The Church has begged for generations the use of sacred liturgical music in her liturgy. This is Gregorian Chant. It is the Church who has so defined this. It is the Church who had pointed to the work of Solesmes as her mind in this matter. This work was simply to gather up the Church's treasure in this field. Yes there were the issues of whether this note here or there should be elongated or which manuscript with a la or a ta should be considered original etc. However the main task was a work of gathering with some correcting and a small amount of filling in for unknown missing elements.

There is a distinction between sacred music (Gregorian Chant, Psalmody and some forms of polyphony - namely palestrina and all that closely resembles it) and profane religious music(Mozart, Haydn, Schubert -at a push, all the other profane compositions with religious texts attached). You could take any of Mozart's compositions and replace the text with romantic poetry and sing it in a concert hall. You would not feel the music is out of place because you can plainly discern that the music is profane and suited to a concert hall. This type of music is not holy nor has the Church ever claimed is was. Try singing Gregorian Chant in a concert hall with the lyrics of an opera or a poem attached and you will plainly discern an anomaly. It does not fit. It is alien. It is a different form.

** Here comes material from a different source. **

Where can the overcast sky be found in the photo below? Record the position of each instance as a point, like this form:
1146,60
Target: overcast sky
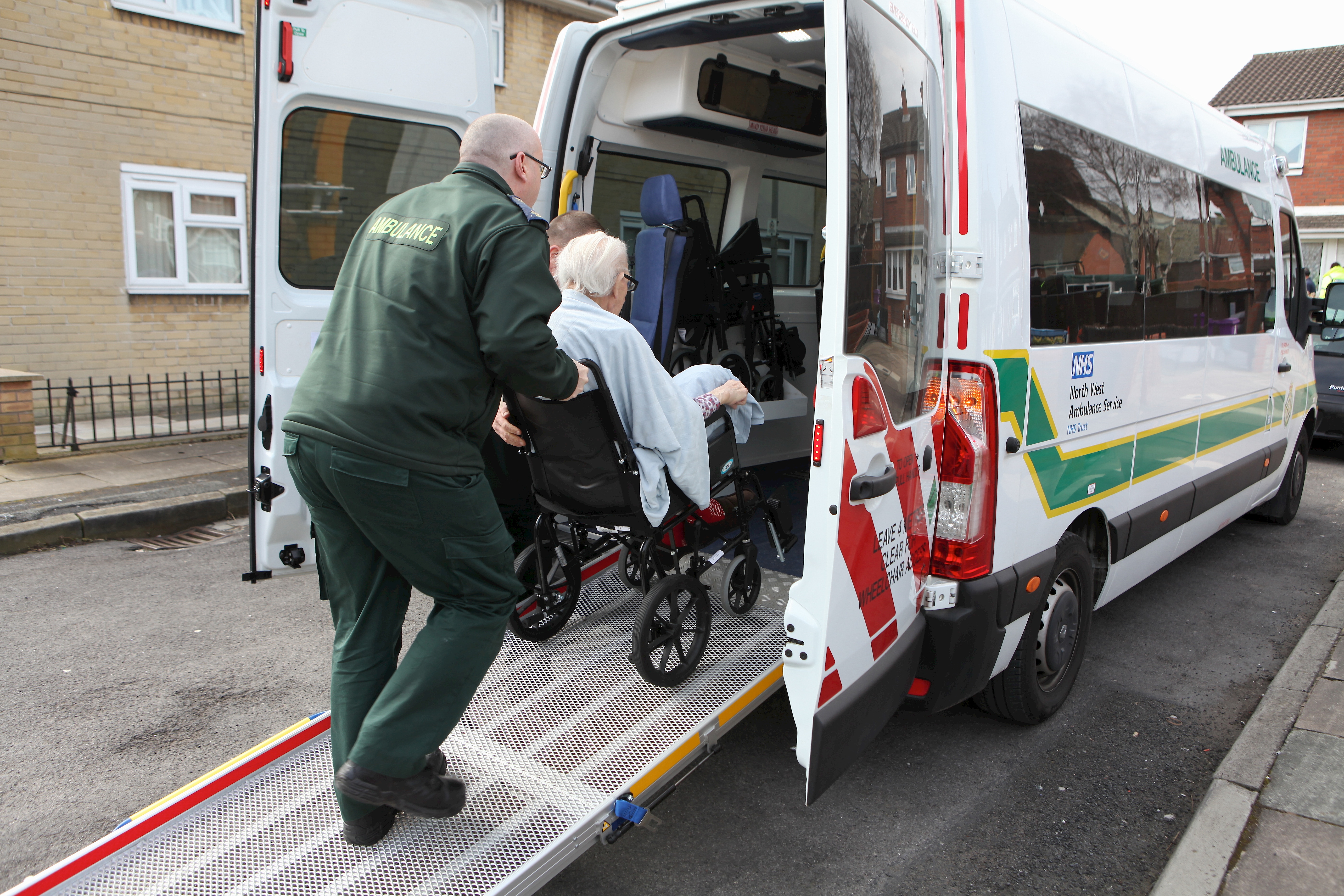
1197,46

The form of music that is specifically composed for the worship of God ALONE is primarily Gregorian Chant and secondly Palestrinas polyphony and its VERY close cousins. This is sacred music. There maybe be less developed forms such as Organum but lets be honest who could possibly think this chant work is complex chant at the highest level. No it is not. Its form is simple. This fact is as plain as the nose on your face. As regard the trouping minstrels in the house of God - again profane.

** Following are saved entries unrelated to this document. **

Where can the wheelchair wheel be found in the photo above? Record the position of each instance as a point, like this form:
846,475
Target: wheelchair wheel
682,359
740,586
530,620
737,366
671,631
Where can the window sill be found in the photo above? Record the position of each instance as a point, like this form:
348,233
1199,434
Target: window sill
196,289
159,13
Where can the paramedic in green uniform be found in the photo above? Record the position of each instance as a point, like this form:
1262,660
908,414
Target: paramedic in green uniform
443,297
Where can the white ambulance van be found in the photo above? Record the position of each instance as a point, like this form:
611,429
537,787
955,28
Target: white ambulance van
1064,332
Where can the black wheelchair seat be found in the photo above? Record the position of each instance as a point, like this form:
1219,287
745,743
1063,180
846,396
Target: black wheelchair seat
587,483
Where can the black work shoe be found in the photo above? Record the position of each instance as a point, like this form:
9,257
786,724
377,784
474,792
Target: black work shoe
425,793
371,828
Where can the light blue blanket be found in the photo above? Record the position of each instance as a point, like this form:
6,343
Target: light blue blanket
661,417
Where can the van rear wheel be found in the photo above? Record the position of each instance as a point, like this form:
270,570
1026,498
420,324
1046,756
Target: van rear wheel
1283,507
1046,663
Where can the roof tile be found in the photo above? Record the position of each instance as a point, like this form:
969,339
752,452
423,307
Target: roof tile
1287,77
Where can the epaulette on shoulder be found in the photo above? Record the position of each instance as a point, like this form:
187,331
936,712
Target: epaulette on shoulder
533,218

You can be dogmatic about musical forms because you can plainly discern the sacred from the profane. The question whether it is holy to use profane music in God's house is a question that can be dogmatically answered in the negative. It is always better to use sacred forms.

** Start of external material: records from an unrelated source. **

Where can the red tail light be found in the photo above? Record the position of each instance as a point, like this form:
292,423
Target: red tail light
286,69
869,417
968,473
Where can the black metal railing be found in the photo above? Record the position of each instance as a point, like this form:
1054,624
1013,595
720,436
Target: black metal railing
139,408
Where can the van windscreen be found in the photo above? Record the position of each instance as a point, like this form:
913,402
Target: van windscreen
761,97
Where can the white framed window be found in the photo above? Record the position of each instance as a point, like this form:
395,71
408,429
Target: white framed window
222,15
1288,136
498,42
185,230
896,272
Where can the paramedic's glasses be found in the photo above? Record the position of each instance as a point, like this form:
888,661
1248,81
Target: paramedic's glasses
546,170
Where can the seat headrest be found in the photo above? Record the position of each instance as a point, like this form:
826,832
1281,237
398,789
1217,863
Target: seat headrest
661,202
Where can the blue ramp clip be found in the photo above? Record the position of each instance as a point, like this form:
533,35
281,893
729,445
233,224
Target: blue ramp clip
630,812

What to do when the schola sings like a bag of cats - now that I'm afraid is always a painful dilemma :-)

umblepie said...

I'm sorry Father, but having read your post several times,I cannot see the connection between on the one hand 'leadership', and on the other the manner of celebrating the TLM and the NO Mass. The manner of celebration both Masses is laid down by the Church in the liturgy, and to my mind the question of leadership does not come into the equation. To suggest that faithfully celebrating the TLM somehow diminishes the 'leadership' of the celebrant, whereas the NO with its slightly more flexible rules, allows 'leadership' to be exercised by the celebrant, just does not add up.
Forgive me if I have misread your post, or have misunderstood it, but surely the liturgy is designed to be obeyed. Obedience is a virtue not a hindrance. Our Lord was 'obedient unto death', obedience and humility go together. The final conclusion in your post seems totally disconnected with what had gone before. Whether one prefers the TLM or the NO Mass, it is impossible to accept that the 'old rite is divisive and subversive'.It is not the TLM that has been imposed on the faithful, it is the NO. Thus logically it is the NO that is divisive. Subversive is a strong word to use, and is defined in the Oxford dictionary - 'subvert' 'v.t. overturn, upset,effect destruction or overthrow of (religion, monarchy, the constitution, etc)- 'subversive'- adjective.' As far as leadership is concerned, some men are leaders, some aren't. This applies to laymen, priests, bishops, and religious, and it certainly has nothing to do with their personal preference for the TLM or NO. Sorry Father, usually I am a great fan of your posts, but not this one.

Fr Ray Blake said...

Umblepie,
Yes, as I say the OF is not the free for all some might portray it as being but EF is much more prescriptive.
The OF is open to far more interpretation, the EF is not.
The OF has a series of options, even for the Eucharistic Prayer, the EF simply doesn't.
Any digression from the norm in the EF is immediately apparent, those who attend know precisely what the Church expects as much as the celebrant.